I\'m needing to load an XML document into PHP that comes from an external source. The XML does not declare it\'s encoding and contains illegal characters like &
If tidy extension is not an option, you may consider htmlpurifier.
Try using the Tidy library which can be used to clean up bad HTML and XML http://php.net/manual/en/book.tidy.php
A pure PHP solution to fix some XML like this:
<?xml version="1.0"?>
<feed>
<RECORD>
<ID>117387</ID>
<ADVERTISERNAME>Test < texter</ADVERTISERNAME>
<AID>10544740</AID>
<NAME>This & This</NAME>
<DESCRIPTION>For one day only this is > than this.</DESCRIPTION>
</RECORD>
</feed>
Would be something like this:
function cleanupXML($xml) {
$xmlOut = '';
$inTag = false;
$xmlLen = strlen($xml);
for($i=0; $i < $xmlLen; ++$i) {
$char = $xml[$i];
// $nextChar = $xml[$i+1];
switch ($char) {
case '<':
if (!$inTag) {
// Seek forward for the next tag boundry
for($j = $i+1; $j < $xmlLen; ++$j) {
$nextChar = $xml[$j];
switch($nextChar) {
case '<': // Means a < in text
$char = htmlentities($char);
break 2;
case '>': // Means we are in a tag
$inTag = true;
break 2;
}
}
} else {
$char = htmlentities($char);
}
break;
case '>':
if (!$inTag) { // No need to seek ahead here
$char = htmlentities($char);
} else {
$inTag = false;
}
break;
default:
if (!$inTag) {
$char = htmlentities($char);
}
break;
}
$xmlOut .= $char;
}
return $xmlOut;
}
Which is a simple state machine noting whether we are in a tag or not and if not then encoding the text using htmlentities.

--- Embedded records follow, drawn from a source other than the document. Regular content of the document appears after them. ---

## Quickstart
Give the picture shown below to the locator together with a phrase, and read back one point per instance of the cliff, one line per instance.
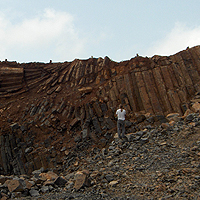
(48, 109)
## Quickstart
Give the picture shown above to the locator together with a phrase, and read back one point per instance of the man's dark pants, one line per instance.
(121, 128)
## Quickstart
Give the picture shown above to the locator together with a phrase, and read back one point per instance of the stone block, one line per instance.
(14, 185)
(81, 180)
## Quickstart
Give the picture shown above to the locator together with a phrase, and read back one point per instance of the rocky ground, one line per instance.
(157, 162)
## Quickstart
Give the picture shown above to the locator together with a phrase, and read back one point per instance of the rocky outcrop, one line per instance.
(48, 110)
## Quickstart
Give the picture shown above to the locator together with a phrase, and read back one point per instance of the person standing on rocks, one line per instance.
(121, 121)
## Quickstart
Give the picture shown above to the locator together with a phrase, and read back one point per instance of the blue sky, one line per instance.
(63, 30)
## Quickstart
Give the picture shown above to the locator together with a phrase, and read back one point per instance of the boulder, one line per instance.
(14, 185)
(82, 180)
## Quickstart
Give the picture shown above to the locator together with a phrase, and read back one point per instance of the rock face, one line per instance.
(48, 110)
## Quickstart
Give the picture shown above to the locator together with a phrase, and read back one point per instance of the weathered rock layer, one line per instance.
(46, 108)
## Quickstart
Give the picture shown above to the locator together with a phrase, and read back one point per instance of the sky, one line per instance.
(64, 30)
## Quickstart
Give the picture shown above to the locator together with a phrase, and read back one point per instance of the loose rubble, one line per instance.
(158, 162)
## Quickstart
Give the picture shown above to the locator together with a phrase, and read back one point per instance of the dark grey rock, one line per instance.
(34, 193)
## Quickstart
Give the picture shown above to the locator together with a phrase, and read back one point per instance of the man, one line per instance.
(121, 121)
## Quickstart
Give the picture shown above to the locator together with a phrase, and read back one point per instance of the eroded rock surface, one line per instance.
(53, 114)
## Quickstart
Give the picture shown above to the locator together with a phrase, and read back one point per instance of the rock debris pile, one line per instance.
(58, 126)
(160, 162)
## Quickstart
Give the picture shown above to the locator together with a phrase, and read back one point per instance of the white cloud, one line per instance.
(178, 39)
(51, 34)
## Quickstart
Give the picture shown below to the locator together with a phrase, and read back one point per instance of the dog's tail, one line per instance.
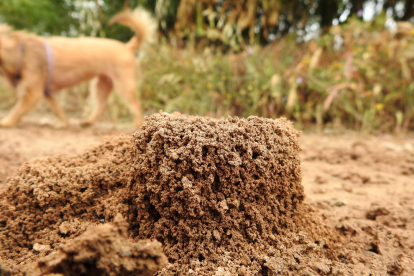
(141, 22)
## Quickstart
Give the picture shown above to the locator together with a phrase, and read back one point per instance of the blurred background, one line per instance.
(321, 63)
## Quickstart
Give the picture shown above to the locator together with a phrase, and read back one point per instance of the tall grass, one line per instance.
(358, 76)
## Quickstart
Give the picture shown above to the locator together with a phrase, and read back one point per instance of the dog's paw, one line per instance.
(4, 124)
(85, 124)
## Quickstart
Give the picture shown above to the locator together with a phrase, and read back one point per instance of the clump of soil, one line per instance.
(4, 271)
(103, 250)
(52, 200)
(223, 196)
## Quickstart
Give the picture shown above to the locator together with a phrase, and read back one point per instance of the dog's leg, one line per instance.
(28, 97)
(100, 99)
(127, 89)
(58, 111)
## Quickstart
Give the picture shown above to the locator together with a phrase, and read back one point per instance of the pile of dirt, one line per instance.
(52, 200)
(224, 197)
(103, 250)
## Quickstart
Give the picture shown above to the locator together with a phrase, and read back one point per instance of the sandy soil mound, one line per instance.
(51, 200)
(103, 250)
(224, 197)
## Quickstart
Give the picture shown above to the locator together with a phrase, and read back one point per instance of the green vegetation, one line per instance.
(356, 74)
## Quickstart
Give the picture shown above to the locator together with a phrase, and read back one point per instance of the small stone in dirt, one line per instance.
(374, 213)
(102, 250)
(41, 247)
(4, 271)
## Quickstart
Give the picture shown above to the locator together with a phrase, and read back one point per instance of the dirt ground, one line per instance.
(363, 183)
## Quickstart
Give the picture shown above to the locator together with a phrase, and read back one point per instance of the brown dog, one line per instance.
(39, 67)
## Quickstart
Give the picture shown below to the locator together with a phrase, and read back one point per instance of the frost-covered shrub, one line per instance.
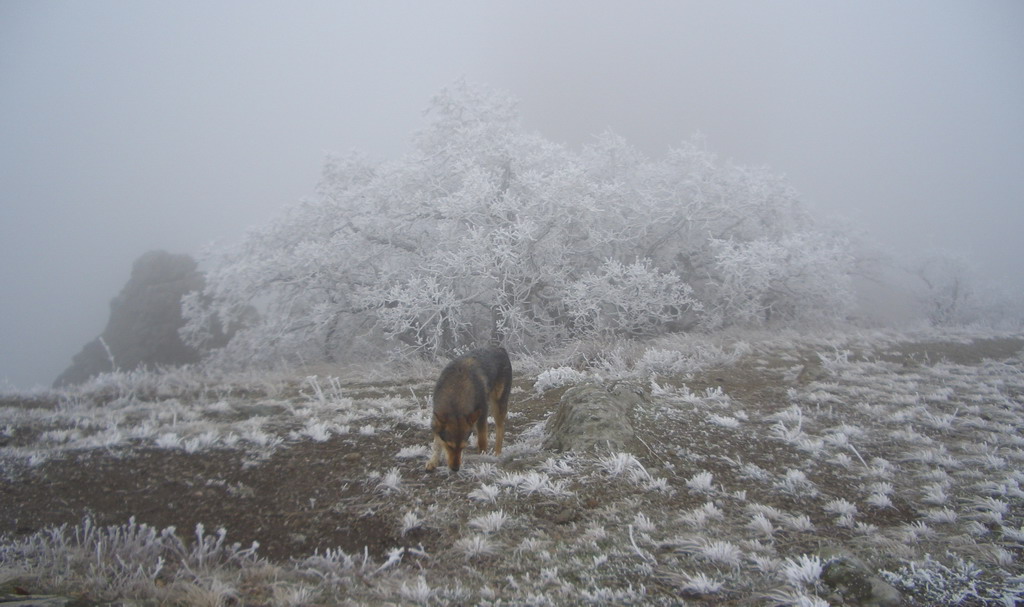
(486, 231)
(556, 378)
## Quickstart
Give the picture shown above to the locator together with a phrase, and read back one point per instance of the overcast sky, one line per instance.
(129, 126)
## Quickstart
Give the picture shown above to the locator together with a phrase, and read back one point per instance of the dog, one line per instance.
(467, 388)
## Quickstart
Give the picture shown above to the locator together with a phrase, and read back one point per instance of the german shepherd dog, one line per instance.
(467, 388)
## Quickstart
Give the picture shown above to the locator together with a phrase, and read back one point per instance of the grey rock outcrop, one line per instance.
(595, 417)
(142, 331)
(854, 583)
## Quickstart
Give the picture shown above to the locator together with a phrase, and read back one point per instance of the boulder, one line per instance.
(142, 331)
(596, 418)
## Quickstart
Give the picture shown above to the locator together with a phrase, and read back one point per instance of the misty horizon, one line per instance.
(145, 126)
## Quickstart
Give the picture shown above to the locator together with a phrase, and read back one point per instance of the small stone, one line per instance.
(856, 584)
(564, 516)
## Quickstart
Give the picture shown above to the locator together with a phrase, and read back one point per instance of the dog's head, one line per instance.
(454, 433)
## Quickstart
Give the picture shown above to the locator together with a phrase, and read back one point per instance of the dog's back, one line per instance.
(467, 388)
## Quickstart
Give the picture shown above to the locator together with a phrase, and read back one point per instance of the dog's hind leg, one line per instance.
(435, 453)
(481, 432)
(499, 408)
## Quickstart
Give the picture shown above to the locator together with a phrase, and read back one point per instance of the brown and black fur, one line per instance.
(466, 390)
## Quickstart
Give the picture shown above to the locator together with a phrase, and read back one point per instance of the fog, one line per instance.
(132, 126)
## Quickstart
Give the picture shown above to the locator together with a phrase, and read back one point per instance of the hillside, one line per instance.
(768, 464)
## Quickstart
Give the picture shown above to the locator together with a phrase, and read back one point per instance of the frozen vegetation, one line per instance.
(769, 458)
(780, 444)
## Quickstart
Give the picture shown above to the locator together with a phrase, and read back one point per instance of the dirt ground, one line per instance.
(308, 495)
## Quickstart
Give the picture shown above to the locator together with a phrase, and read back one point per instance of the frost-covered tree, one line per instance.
(485, 231)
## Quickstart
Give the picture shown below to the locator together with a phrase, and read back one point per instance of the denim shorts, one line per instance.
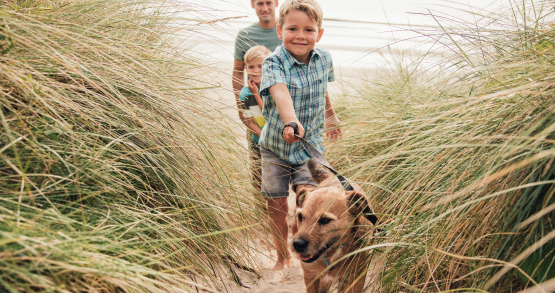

It's worth noting that this will be memory hungry on large files so you may want to rewrite it as a stream plugin or a pre-processor.
To solve this issue, set the DomDocument recover property to TRUE
before loading XML Document
$dom->recover = TRUE;
Try this code:
$feedURL = '3704017_14022010_050004.xml';
$dom = new DOMDocument();
$dom->recover = TRUE;
$dom->load($feedURL);